Fall title image
Director
Cast
, , ,
Rated
PG-13
Runtime
107 min.
Release Date
08/12/2022
Fall poster

German film theorist Rudolf Arnheim once noted that cinema has the unique ability to produce phantom senses. A filmmaker makes aesthetic choices to access our vision, which causes our brain to create false sensory impressions, such as a smell or bodily reaction. Fall would make a terrific case study to explore this phenomenon. The movie taps into our involuntary physiological response to heights. The story is about two extreme climbers trapped atop the decommissioned B67 TV tower, one of the tallest structures in the US. They spend most of the 107-minute runtime at risk of falling to their deaths, clinging to rusty ladders, dangling with a tenuous grip, and looking down from a small platform 2,000 feet in the sky. Our stomachs drop and spines tingle while watching their predicament unfold—a familiar feeling among those who’ve ever peered over a cliff or instinctually looked down from a high place. Director Scott Mann’s minimalist feature employs an effective visual technique to reproduce the impression and fear of falling. If the clichéd storytelling and characters leave much to be desired, Fall at least makes us squirm and gasp in our seats.  

In a traumatic opening reminiscent of Cliffhanger (1993), Becky (Grace Caroline Currey) and her husband Dan (Mason Gooding) climb a steep rock face with their daredevil friend, Hunter (Virginia Gardner). When Dan falls to his death in a freak accident, Becky spends the next year grieving and inconsolable. She has spent months listening to Dan’s voicemail message on repeat in her apartment, which is littered with empty booze bottles and pizza boxes. Although her dad (Jeffrey Dean Morgan, appearing all-too-briefly to give the movie some cred) tries to snap Becky out of her crippling grief, it’s Hunter that convinces Becky to start climbing again and conquer her fear and despair with an appropriate challenge—the aforementioned tower. Hunter has since become a paid influencer who travels worldwide to complete extreme climbing challenges.
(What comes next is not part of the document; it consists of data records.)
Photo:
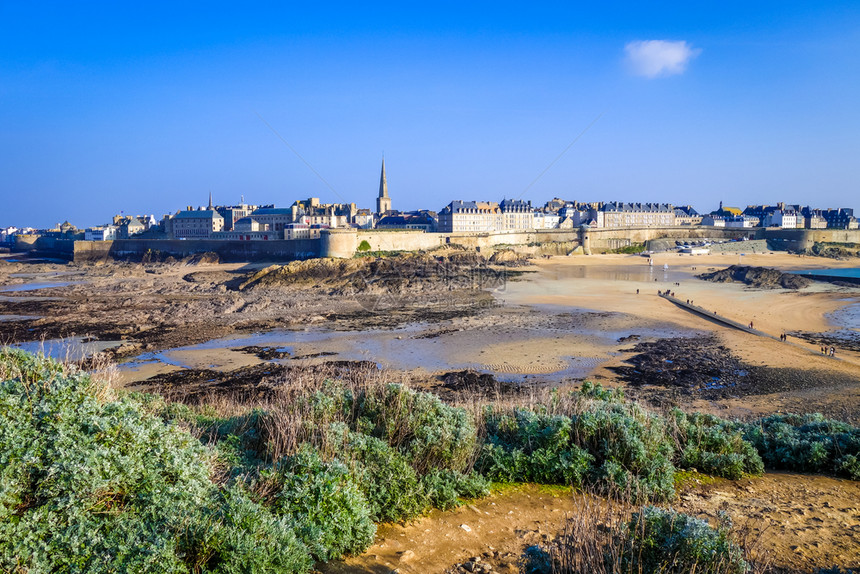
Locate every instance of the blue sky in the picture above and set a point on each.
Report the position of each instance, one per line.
(147, 108)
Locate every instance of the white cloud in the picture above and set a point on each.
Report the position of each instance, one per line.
(653, 58)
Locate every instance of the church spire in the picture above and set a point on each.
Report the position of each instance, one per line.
(383, 183)
(383, 202)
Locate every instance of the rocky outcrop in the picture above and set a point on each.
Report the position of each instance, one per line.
(762, 277)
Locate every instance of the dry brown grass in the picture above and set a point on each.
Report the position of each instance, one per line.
(592, 541)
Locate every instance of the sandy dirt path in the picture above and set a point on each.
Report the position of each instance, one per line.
(804, 522)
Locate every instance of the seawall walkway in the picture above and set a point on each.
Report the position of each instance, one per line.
(713, 316)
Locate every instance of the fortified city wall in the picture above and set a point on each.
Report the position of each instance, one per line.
(344, 243)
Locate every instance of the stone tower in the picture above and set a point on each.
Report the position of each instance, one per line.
(383, 202)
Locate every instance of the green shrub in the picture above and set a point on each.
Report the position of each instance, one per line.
(806, 443)
(532, 447)
(386, 479)
(428, 432)
(632, 450)
(331, 514)
(88, 484)
(714, 446)
(239, 536)
(446, 489)
(670, 542)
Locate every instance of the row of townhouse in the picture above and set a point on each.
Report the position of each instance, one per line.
(782, 216)
(476, 216)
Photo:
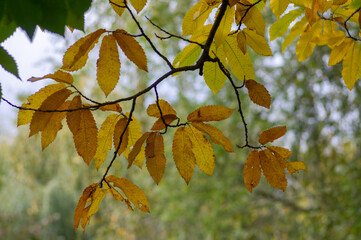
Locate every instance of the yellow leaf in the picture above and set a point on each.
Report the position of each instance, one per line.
(105, 139)
(305, 44)
(210, 113)
(183, 156)
(351, 71)
(242, 41)
(131, 49)
(224, 26)
(131, 191)
(138, 4)
(239, 63)
(154, 153)
(196, 16)
(293, 167)
(252, 171)
(118, 131)
(138, 146)
(278, 7)
(84, 129)
(81, 204)
(41, 119)
(166, 108)
(282, 152)
(272, 134)
(77, 55)
(135, 133)
(34, 101)
(118, 6)
(257, 42)
(59, 76)
(258, 93)
(280, 27)
(273, 169)
(215, 134)
(202, 150)
(108, 65)
(159, 125)
(50, 131)
(296, 30)
(339, 52)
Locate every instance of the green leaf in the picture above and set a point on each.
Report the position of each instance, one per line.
(8, 63)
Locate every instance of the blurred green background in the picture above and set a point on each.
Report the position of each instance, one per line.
(39, 190)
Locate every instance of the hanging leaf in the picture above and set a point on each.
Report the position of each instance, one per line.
(59, 76)
(41, 119)
(131, 48)
(272, 134)
(154, 153)
(293, 167)
(77, 55)
(258, 93)
(108, 65)
(210, 113)
(166, 108)
(183, 156)
(34, 102)
(202, 150)
(252, 171)
(105, 139)
(215, 134)
(273, 169)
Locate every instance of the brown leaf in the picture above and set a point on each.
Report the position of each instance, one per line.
(272, 134)
(159, 125)
(183, 156)
(40, 120)
(210, 113)
(273, 169)
(77, 55)
(258, 93)
(252, 171)
(131, 48)
(166, 108)
(293, 167)
(119, 129)
(215, 134)
(154, 153)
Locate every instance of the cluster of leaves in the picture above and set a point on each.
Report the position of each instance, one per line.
(219, 52)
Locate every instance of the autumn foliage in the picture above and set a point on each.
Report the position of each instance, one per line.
(220, 52)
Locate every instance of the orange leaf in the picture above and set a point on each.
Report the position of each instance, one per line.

She hatched the idea of climbing the tower for Becky, expecting the ascent and descent to take no more than a few hours. But the tower’s unreliable rungs and loose screws have other plans for them. Just after they reach the top, the ladder detaches, and they become stranded with no way down.  

According to the press notes, Mann and his co-writer Jonathan Frank originally conceived the idea for a short film series that fell through. Enthusiastic about their concept, they expanded the premise into a feature. Their dramaturgy relies on banalities, but their visualization is effective. Spanish-born cinematographer MacGregor, who shot 2019’s Vivarium, captures the action on-location at Shadow Mountain in California. The production used actual towers of various sizes, the tallest being 60 feet, requiring the actors to be comfortable climbers—even if the actual height was much lower than the screen story suggests. The difference is rendered with CGI, which is occasionally noticeable and spoils the illusion. As a result, most of Fall delivers a convincing feeling that Becky and Hunter could plummet at any moment. Besides the elevation, the characters also endure the usual conflicts of a stranded survival movie, including a shortage of food and water, desperate attempts to acquire help, and resident predators—a nasty kettle of vultures. But curiously, the filmmakers don’t address how Becky and Hunter haven’t been sunburnt to a crisp after a couple of days atop the tower. 

Although most scenes involving their attempts to problem-solve their way out of the situation (using a flare, phone, and drone) prove compelling, they arrive here after a series of laughably bad choices that may leave the viewer questioning whether the leads are making intelligent choices (they are not). Fall is the kind of movie that makes you want to shout “What are you doing?!” at the screen. Hunter’s interest in safety is nonexistent and a constant source of frustration. Worse, the Hallmark-worthy interpersonal conflicts feel trite. While stranded up there, Becky and Hunter deal with their respective loss and secrets about their relationship. Becky also spends a lot of time watching wedding videos and looking at old pictures on her phone, leading to questions about her late husband. The predictable turns, including an absurd third-act twist, play like soap opera developments, suggesting there’s a much simpler survival story here that runs about 20 minutes shorter. What’s unfortunate is that Mann’s earnest treatment of the drama has a self-seriousness that doesn’t land as intended. 

Still, any movie that can cause a phantom falling sensation suggests there’s some skill behind the camera. Throughout Fall, I noticed my guts churning, and I even felt something like vertigo at times. The way the camera moves around the tower and peeks over the rickety grate at the top leaves one dizzy, but so do the overwrought characters. Currey and Gardner do their best with what the screenplay provides them, the former often bawling, the latter telling her to buck up. Overall, the setup is 47 Meters Down (2017) in reverse. Despite its familiar scenario, I may have been able to ignore its frequent dialogical platitudes and stale dramatic beats if not for the unnecessary twist mentioned above. Disappointing as a whole, Fall nonetheless contains a few memorable sequences that could justify a casual viewing. But don’t expect to feel much beyond some unsteadiness.